For employers, COBRA means unwanted paperwork and bureaucracy. For insurers, it means unwanted risk.
A key problem for insurers is that young and healthy employees who are laid off tend to reject COBRA, while older and sicker workers grab it. “Typically those who take COBRA coverage cost two to five times [[more] in benefits than a normal employee costs,” LeCompte says.
Despite its flaws, COBRA is seen to provide an important safety net, and the 65 percent federal subsidy for COBRA coverage has been extended to cover those workers laid off before March 1, 2010. Furthermore, the House version of the reform package, at least, has a provision saying that folks could retain their COBRA coverage at least until federal insurance exchanges begin sometime around 2013.
The Miami Herald‘s Scott Hiaasen delved into South Florida’s massive painkiller industry, one which, enabled by loose laws and lax oversight, supplies a massive underground distribution network reaching throughout the South and New England. According to Hiaasen, pills flow by the thousands every day through an ever-growing number of clinics offering drugs and prescriptions to walk-in patients at strip malls and nondescript office parks.
In the last six months of 2008, doctors at Broward’s pain clinics handed out more than 6.5 million pills of the potent painkiller oxycodone — almost four pills for every Broward resident, according to federal data compiled by the Broward Sheriff’s Office.
Among Hiaasen’s findings:
- 45 South Florida doctors sold nearly nine million oxycodone pills in the last six months of 2008.
- 33 of the top 50 oxycodone-dispensing doctors in the United States practice in Broward County.
- The number of pain clinics in South Florida grew from 60 to 150 in the past year, the DEA estimates.
- Overdose deaths in Florida caused by oxycodone rose from 340 in 2005 to 705 in 2007.
In a companion story, Hiaasen looks at the other end of the prescription painkiller pipeline: rural Appalachia.
”We’re inundated with it. Florida is killing us,” said Sheriff Bill Lewis of Lewis County, Ky., population 14,000. “There’s a carload that leaves here so often — hell, every week or so — to go to Florida.”
In February, Lewis’ deputies arrested four people returning to Kentucky with almost 1,000 painkillers prescribed by Florida doctors. And last Thursday, they arrested a suspected oxycodone trafficker carrying the business card of a Hollywood pain doctor in his wallet.

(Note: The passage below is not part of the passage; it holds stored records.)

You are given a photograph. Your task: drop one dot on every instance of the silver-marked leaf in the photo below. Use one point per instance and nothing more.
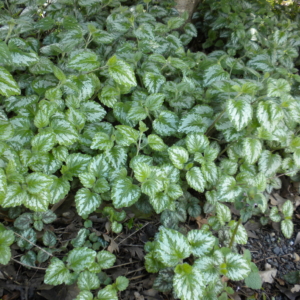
(178, 156)
(65, 133)
(153, 82)
(193, 122)
(252, 149)
(154, 101)
(196, 142)
(88, 281)
(239, 113)
(156, 142)
(105, 259)
(8, 86)
(121, 72)
(57, 273)
(102, 141)
(124, 193)
(287, 228)
(166, 124)
(195, 179)
(93, 111)
(86, 201)
(87, 179)
(81, 258)
(269, 163)
(201, 242)
(214, 73)
(160, 202)
(189, 282)
(172, 247)
(43, 141)
(84, 61)
(237, 267)
(223, 213)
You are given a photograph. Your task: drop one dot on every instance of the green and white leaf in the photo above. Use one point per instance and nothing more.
(201, 242)
(86, 201)
(178, 156)
(172, 247)
(239, 113)
(195, 179)
(124, 193)
(188, 282)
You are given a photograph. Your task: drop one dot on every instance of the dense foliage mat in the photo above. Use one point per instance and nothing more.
(103, 100)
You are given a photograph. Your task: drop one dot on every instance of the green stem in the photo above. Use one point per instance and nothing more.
(234, 232)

Florida is the largest of the 12 states without a prescription drug monitoring plan, a fact some local lawmakers call “embarrassing.”
Jay Weaver of the Miami Herald followed up on the Herald‘s investigations into widespread Medicare fraud in South Florida. Weaver found that when 18 shuttered providers appealed to Medicare, they were reinstated only to turn around and further defraud the government of at least $5 million, much of which may never be recovered.
Last fall, the U.S. Department of Health and Human Services’ Office of Inspector General cited the 18 medical equipment suppliers in a critical report concluding that Medicare’s appeals system was flawed because it lacked strict rules of evidence. Medicare officials don’t disagree.
”It’s always troubling when you have 18 reinstated like that,” acknowledged Kimberly Brandt, Medicare’s anti-fraud director. “They may have gotten back in, but they didn’t get back in for a very long time. That doesn’t mean we couldn’t have been more vigilant.”
Weaver reports that, six months later, officials have yet to put rules in place to prevent suspected fraudulent equipment operators from regaining billing priviliges.